People also misunderstand the terms “coaching” and “mentoring,” often using them interchangeably in the workplace. Again, the two are completely different. How are a trainer and a mentor different from a coach?
- A trainer and a mentor talk—a coach listens.
- A trainer and a mentor give advice—a coach asks questions.
- A trainer and a mentor focus on imparting knowledge and the process for achieving outcomes—a coach focuses on enhancing the coachee’s self-awareness and facilitating the individual’s goal-setting and action-planning processes.
- A trainer and a mentor assume the role of the expert—a coach empowers the client through active listening and thoughtful questioning to become the expert.
The differences between the role of a trainer or a mentor from that of a coach are clear: A trainer or a mentor shares expertise with others and is essentially a teacher.
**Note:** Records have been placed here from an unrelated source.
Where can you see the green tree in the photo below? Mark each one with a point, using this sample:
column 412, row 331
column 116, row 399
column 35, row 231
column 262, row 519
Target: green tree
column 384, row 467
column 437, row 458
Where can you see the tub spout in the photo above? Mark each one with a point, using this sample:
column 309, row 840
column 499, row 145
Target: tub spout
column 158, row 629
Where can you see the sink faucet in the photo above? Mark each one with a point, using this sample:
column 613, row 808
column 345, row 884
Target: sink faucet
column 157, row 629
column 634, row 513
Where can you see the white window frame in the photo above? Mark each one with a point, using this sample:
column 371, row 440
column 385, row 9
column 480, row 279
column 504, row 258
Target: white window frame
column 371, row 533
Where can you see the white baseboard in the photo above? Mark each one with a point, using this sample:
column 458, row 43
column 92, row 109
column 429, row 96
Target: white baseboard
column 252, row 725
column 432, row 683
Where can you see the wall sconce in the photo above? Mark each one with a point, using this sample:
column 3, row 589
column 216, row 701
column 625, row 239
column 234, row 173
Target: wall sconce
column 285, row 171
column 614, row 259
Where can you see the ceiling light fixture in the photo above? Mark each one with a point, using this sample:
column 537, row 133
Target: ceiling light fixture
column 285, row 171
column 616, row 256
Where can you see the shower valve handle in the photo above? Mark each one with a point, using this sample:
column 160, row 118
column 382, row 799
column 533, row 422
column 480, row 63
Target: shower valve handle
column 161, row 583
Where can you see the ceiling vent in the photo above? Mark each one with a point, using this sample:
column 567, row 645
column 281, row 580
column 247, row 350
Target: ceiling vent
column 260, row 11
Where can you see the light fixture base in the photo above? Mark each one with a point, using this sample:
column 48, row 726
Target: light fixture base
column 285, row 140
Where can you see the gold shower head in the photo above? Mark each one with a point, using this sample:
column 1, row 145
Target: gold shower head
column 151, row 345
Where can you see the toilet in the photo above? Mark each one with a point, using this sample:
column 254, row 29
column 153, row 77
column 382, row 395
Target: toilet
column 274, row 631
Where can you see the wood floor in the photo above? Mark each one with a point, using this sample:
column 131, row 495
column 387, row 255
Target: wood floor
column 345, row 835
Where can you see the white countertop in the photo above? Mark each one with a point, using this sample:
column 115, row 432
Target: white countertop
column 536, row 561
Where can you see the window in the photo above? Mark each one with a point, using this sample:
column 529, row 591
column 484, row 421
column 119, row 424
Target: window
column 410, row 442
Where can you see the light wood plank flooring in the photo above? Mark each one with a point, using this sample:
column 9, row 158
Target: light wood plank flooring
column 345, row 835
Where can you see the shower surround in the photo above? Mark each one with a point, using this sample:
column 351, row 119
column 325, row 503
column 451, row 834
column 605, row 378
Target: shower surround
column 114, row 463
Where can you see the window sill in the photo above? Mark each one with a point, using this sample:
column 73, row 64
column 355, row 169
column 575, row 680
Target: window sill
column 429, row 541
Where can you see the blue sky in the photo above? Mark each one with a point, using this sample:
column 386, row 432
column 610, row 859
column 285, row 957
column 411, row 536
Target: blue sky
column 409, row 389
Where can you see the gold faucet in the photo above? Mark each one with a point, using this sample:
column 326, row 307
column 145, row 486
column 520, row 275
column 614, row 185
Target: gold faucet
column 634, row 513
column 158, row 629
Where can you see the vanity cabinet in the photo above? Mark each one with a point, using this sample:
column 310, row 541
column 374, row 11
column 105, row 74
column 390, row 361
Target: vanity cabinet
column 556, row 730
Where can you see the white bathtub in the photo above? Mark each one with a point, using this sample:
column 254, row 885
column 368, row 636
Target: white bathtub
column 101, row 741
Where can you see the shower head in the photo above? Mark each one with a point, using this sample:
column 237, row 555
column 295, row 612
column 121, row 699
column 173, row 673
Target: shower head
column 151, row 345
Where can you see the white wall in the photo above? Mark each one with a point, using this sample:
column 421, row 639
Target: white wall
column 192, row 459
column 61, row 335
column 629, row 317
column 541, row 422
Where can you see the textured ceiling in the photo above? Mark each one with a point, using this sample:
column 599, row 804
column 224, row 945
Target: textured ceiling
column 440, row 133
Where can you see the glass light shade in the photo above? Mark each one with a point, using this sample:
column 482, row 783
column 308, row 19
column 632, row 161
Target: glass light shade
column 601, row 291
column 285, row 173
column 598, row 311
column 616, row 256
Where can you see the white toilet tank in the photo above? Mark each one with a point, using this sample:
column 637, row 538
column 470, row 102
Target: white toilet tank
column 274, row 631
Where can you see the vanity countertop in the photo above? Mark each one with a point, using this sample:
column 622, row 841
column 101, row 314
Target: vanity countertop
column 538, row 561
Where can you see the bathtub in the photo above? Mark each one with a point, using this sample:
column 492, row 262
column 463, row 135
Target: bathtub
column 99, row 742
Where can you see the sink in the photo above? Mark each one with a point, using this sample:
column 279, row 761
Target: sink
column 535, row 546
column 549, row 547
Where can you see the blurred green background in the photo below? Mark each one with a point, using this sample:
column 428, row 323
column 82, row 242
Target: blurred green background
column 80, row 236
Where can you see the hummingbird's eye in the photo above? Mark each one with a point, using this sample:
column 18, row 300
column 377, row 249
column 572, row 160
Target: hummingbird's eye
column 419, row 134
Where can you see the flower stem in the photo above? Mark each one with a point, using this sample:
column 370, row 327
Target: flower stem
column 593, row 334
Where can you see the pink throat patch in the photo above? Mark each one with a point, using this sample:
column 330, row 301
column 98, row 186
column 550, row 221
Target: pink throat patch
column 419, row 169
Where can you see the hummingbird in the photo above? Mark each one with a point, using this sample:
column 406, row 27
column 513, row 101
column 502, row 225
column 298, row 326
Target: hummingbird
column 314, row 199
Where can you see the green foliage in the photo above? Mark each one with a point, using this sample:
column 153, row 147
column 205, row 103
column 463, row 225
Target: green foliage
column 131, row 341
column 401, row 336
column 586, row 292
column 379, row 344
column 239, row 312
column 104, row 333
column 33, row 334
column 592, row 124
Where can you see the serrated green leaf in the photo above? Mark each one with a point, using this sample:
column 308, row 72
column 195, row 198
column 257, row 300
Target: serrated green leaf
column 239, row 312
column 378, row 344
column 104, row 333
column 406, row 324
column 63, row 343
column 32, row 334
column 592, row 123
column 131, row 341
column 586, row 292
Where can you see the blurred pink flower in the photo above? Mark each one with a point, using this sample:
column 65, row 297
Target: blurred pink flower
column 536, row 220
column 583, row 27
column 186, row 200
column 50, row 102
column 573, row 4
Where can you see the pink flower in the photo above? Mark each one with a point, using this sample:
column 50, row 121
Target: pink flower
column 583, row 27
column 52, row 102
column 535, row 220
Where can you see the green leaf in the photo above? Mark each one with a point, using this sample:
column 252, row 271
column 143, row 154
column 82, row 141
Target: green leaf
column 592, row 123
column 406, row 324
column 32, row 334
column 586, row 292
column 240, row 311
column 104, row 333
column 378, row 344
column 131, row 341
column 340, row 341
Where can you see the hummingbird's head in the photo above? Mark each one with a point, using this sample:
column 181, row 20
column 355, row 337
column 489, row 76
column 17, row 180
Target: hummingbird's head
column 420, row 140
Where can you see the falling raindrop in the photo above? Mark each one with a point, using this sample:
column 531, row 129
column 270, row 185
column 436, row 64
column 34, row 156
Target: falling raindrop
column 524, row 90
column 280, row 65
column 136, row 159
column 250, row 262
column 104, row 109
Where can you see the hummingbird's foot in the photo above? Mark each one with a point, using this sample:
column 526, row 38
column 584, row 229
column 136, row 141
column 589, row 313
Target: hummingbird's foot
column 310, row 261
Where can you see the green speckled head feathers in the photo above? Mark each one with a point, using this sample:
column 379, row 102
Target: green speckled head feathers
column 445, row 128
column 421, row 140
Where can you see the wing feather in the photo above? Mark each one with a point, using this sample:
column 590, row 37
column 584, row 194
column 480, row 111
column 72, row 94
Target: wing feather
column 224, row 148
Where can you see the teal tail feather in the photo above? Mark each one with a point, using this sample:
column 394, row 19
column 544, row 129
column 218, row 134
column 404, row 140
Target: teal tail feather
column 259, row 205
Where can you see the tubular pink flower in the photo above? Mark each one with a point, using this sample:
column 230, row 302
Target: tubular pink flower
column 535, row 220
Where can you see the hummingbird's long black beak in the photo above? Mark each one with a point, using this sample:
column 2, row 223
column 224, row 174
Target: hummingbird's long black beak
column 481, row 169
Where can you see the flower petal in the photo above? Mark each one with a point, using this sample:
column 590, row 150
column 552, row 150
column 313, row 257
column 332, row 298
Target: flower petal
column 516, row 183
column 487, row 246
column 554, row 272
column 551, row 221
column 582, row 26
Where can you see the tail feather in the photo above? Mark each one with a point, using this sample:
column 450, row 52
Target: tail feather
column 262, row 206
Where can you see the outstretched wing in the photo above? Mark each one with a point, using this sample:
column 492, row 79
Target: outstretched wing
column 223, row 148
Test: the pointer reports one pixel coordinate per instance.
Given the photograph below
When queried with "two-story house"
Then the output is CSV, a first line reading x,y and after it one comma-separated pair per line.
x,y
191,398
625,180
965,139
A coach develops expertise and confidence in others and is essentially a facilitator.
In the workplace, both approaches provide value. A trainer or a mentor adds value by sharing information, making connections, and giving advice. A coach adds value by guiding the coachee to explore his or her options, expand her thinking, develop effective action plans, and follow through.
The American Management Association conducted a study that found that training results in a 22 percent improvement, and that training combined with coaching results in an 88 percent improvement. Coaching is a natural complement to training because the training provides the information and coaching supports individual application of the information.